そんな陰謀を知らないアイリたちはメンテ明けのEFOで忘年会をしていた。しかも、運営からの招待ということもあり、出される料理は無料。未成年者がいるためアルコールはないが、世界中の料理がいくらでも出てくるということもあり、アイリはいろんな料理を食べ比べしていた。
「年越しそばならぬ年越しパスタになっちゃったよ」
「同じ麺料理だからセーフ。それに現実で食べたしょ」
「そうだね。イタリアンの次はイギリス料理かな」
「魚の頭が出ているパイみたいな奴? マズイでしょ」
「スターゲイジーパイだったけ?」
「マズイとは心外だな。きちんとニシンの下処理をすれば――」
「しなかったら?」
「…………ノーコメントで」
本場に住むArthurも返答に困るほどのモノのようだ。ここは無難にフィッシュアンドチップスを選び、食べ始める。一口は物珍しさで食べれるが、2口3口と食べていくにつれて油っぽさが増していき、味付けのないポテトが食欲を阻害させる。
「塩コショウかソースがあればおいしいかも」
「下処理してないから、生臭いんだよね。Arthurさん、本場のフィッシュアンドチップスってこんな味?」
「おおむね、その通りだ。再現率が高いな、このゲーム」
「楽しんでもらってなによりだ」
「モルガンさん、体大丈夫ですか?」
「しばらくは戦えないが、魔法を教えるくらいはできる。それはそうとガウェインも目を覚ましたぞ。あとで見舞いに行くといい」
「もっとも、聖剣は剥奪されて地下牢に幽閉されているけどね」
「余計なことを言うな、マーリン」
「おっと、これは失礼。モルガン女王陛下」
「女王ってことは……」
「後進の育成がなっていなかったからな。しばらくの間は私が地上を統治することとなった。いつまで亡霊をはたらかせるつもりだ」
「君の罪が清算されるまでじゃないかな」
「だとすればまだまだ貸しはあるな。というわけで、今後ともよろしく頼むぞ、アイリ。そして、勇敢な異邦人たちよ」
「さてと、私はまた旅に出るとしよう。これだけの魔術的な大仕掛け、時間があったとはいえガウェイン卿一人で用意できたとは到底思えない。一体、誰がガウェイン卿を唆し、協力したのか、その黒幕を探さないといけないからね」
「まだまだゲームは続くっていうわけね」
「そうだとも。君たちの世界と僕たちの世界は切っても切れない関係にある。これから先、世界の危機は続くかもしれない。だけど、君たちのような良き心を持つものがいる限り、バッドエンドは訪れない。少なくとも私はそう思っているよ」
「はい、みんなで世界を守ります!」
「よ~し、これで安心して留守を任せられるというものだ」
花弁が舞うと同時にマーリンの姿が消える。そして、運営からの年末生放送が宙に浮いたディスプレイから放送される。各キャラの設定資料の公開、プレイヤーが来る前の世界を描いたエピソード0のコミカライズの決定など情報がある中、プレイヤーの気になる情報となれば、このゲームのアップデート情報の発表だった。

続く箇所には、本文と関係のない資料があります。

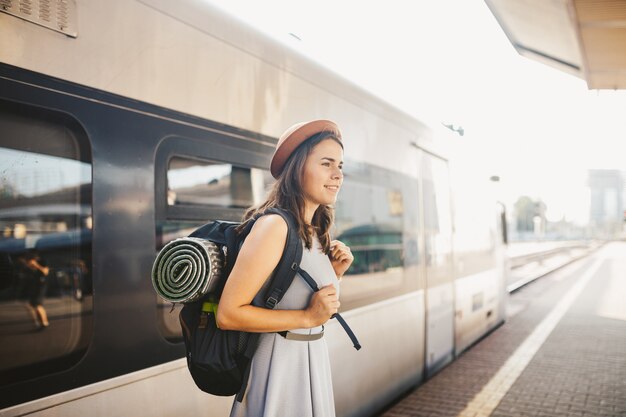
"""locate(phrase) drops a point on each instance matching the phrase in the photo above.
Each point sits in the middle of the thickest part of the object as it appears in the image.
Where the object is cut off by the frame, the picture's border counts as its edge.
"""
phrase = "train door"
(438, 263)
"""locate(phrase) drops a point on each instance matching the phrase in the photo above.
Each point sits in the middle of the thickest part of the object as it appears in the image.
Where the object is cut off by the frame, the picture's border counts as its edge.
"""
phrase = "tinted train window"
(45, 243)
(377, 216)
(208, 183)
(208, 186)
(437, 220)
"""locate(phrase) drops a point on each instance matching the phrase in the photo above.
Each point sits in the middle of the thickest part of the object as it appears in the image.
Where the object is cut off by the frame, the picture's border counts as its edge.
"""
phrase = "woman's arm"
(257, 258)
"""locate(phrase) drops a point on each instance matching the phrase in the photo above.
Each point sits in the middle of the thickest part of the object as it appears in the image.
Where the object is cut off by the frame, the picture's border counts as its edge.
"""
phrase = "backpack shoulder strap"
(285, 271)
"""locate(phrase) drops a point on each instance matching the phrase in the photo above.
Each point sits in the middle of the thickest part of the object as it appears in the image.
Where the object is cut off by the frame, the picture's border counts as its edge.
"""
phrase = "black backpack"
(219, 360)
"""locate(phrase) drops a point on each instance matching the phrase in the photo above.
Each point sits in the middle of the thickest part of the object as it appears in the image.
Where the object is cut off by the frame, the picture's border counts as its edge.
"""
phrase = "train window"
(212, 187)
(197, 182)
(377, 218)
(45, 242)
(437, 220)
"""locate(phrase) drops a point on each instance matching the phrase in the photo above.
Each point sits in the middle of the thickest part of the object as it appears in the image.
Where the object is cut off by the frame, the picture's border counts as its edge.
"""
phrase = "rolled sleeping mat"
(186, 269)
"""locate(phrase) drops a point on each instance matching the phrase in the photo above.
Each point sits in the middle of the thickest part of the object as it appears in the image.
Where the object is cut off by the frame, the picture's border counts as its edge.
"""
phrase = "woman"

まずは今回のイベントで歩き回ったTOKYOをリメイクした新MAP【荒廃都市TOKYO】として日本時間1/1 AM0時に追加、さらに他サーバーとの交流機能の追加を2周年を目処に実装が発表された。また、復刻イベントの実施なども発表されるなど盛り上がりを見せる中、EFO忘年会は閉幕を迎えるのであった。
「東京実装まであと5・4・3・2・1!」
「行くよ!」
アイリたちはどうしてTOKYOが荒廃したのかその真相を探るため、そしてまだ見ぬ出会いを求め、新しい世界へと飛び込むのであった。
ゲームなのでいくつかの謎は残しつつもこれで終了です。
約1年間の応援ありがとうございました。